En marzo del 2012, la senadora francesa Chantal Jouanno presentó un inmenso reporte parlamentario en el que manifestó su preocupación de la siguiente manera: “Sabíamos y éramos conscientes del movimiento de liberación sexual; sin embargo, no éramos conscientes de cómo los códigos de la pornografía han invadido nuestra vida cotidiana”.
Quizá las palabras de la legisladora parezcan fuertes, pero el reporte evidenciaba cómo la hipersexualización (principal pero no exclusivamente de los menores) “debilita su construcción identitaria, provoca daños psicológicos irreversibles, contribuye al desarrollo de actitudes de riesgo…está íntimamente ligada a la trivialización de la pornografía como principal modalidad de educación sexual y puede inducir a comportamientos de violencia sexual mientras legitima el acoso”. Además, la hipersexualización no sólo afecta a la persona en lo individual sino que trastorna las dinámicas sociales cuando relativiza principios de dignidad humana o cuando transmite y sanciona estereotipos de comportamiento, proyecciones mentales e identidad sexual.
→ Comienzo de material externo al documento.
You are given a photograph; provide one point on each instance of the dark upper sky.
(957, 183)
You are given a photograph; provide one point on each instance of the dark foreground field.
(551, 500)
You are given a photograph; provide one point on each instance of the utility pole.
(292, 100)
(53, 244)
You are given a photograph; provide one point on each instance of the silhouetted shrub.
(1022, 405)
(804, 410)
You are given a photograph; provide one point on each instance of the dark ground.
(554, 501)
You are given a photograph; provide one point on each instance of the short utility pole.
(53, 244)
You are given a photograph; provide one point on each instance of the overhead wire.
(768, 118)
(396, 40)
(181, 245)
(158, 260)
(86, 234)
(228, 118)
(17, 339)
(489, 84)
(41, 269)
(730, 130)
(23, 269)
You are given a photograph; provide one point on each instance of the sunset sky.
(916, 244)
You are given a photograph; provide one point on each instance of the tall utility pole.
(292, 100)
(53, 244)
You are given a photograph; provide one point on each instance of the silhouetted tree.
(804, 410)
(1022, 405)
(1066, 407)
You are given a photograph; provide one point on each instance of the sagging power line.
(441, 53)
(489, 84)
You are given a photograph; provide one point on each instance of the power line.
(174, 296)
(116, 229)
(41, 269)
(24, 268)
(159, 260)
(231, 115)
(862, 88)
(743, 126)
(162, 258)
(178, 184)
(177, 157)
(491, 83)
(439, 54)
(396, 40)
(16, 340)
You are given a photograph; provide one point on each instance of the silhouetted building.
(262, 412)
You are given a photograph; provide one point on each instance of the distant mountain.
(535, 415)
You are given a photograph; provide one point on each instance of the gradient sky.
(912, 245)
Desde hace años, parte de un proceso imparable, la cultura y sociedad mexicanas han evolucionado en la confrontación de las fronteras simbólicas entre el sexo y la sexualidad, pero también entre el deseo, la identidad y el libre ejercicio de todas las anteriores. Pero, a diferencia de lo que clamó el alcalde sonorense, México parece mucho más un pueblo pornográfico que un pueblo erótico.
La escritora norteamericana Audre Lorde –a quien de ninguna manera se le puede acusar de conservadurismo– comprendía que el erotismo y la pornografía no son sino “dos usos diametralmente opuestos de lo sexual”. Y la pornografía, como explica su definición etimológica, está ligada íntimamente a la prostitución y, por consecuencia, al intercambio comercial, a la relación economicista y de consumo de la persona humana, de su intimidad, de su naturaleza orgánica y su integridad, no sólo de su sexo.
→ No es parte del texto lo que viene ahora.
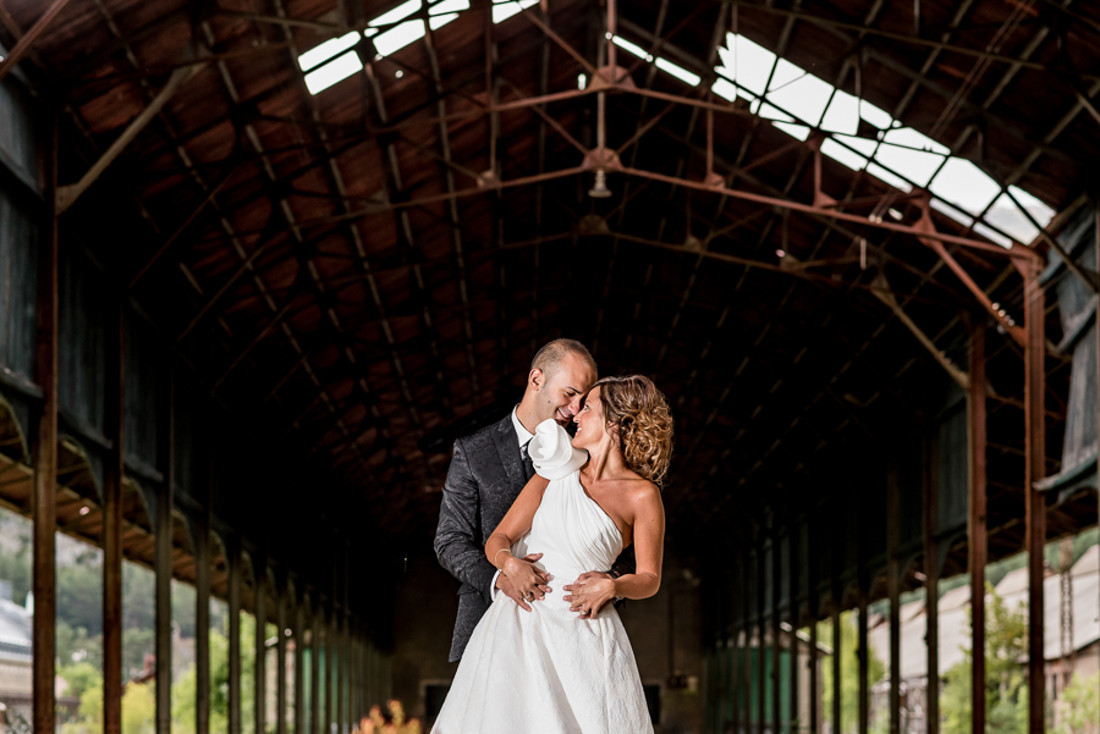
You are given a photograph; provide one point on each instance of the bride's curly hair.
(638, 413)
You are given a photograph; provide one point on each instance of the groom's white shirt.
(523, 436)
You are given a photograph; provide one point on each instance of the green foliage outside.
(139, 701)
(1005, 687)
(849, 671)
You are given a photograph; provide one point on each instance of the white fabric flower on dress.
(552, 451)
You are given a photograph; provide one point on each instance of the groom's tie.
(528, 464)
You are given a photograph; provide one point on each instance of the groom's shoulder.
(486, 435)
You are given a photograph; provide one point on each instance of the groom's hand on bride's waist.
(537, 591)
(590, 593)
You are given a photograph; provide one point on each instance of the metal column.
(235, 563)
(281, 622)
(202, 623)
(260, 642)
(932, 591)
(112, 526)
(44, 451)
(1035, 508)
(163, 563)
(976, 521)
(893, 591)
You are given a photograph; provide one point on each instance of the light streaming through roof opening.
(663, 64)
(325, 65)
(798, 101)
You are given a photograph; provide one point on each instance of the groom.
(487, 471)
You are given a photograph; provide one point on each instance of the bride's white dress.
(549, 671)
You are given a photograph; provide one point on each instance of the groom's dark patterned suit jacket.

Lo anterior es justamente la manifestación de la hiper-erotización del poder; un fenómeno de la posmodernidad en el que el usufructo económico del sexo, el deseo y el placer jerarquiza y domina las relaciones comunitarias y las identidades personales; pero no sólo eso, sino que legitima la agresividad, la violencia simbólica y las sanciones institucionalizadas de lo que define como “correcto” o “válido”.
Así, mientras cunden los movimientos político-sociales (auspiciados por grandes intereses económicos) que promueven la redefinición de la niñez como mini-adultos en un sentido muy distinto al que se tenía en el pasado –como los agentes de publicidad que usan a menores en actitudes eróticas o los promotores de la hormonización e intervención quirúrgica infantil bajo la idea de ‘reafirmación sexual’–; también las instituciones políticas y culturales redefinen los valores de la autopercepción y del placer como únicas garantías del derecho y del espacio público, donde incluso la vulgarización y la obscenidad tienen cabida en el debate y el discurso social –tal como pasó recientemente en un episodio del reclamo egotista de espacio público en la Cineteca Nacional y la subsecuente discusión en el que la voz coprolálica de una personalidad de televisión adquirió relevancia argumentativa.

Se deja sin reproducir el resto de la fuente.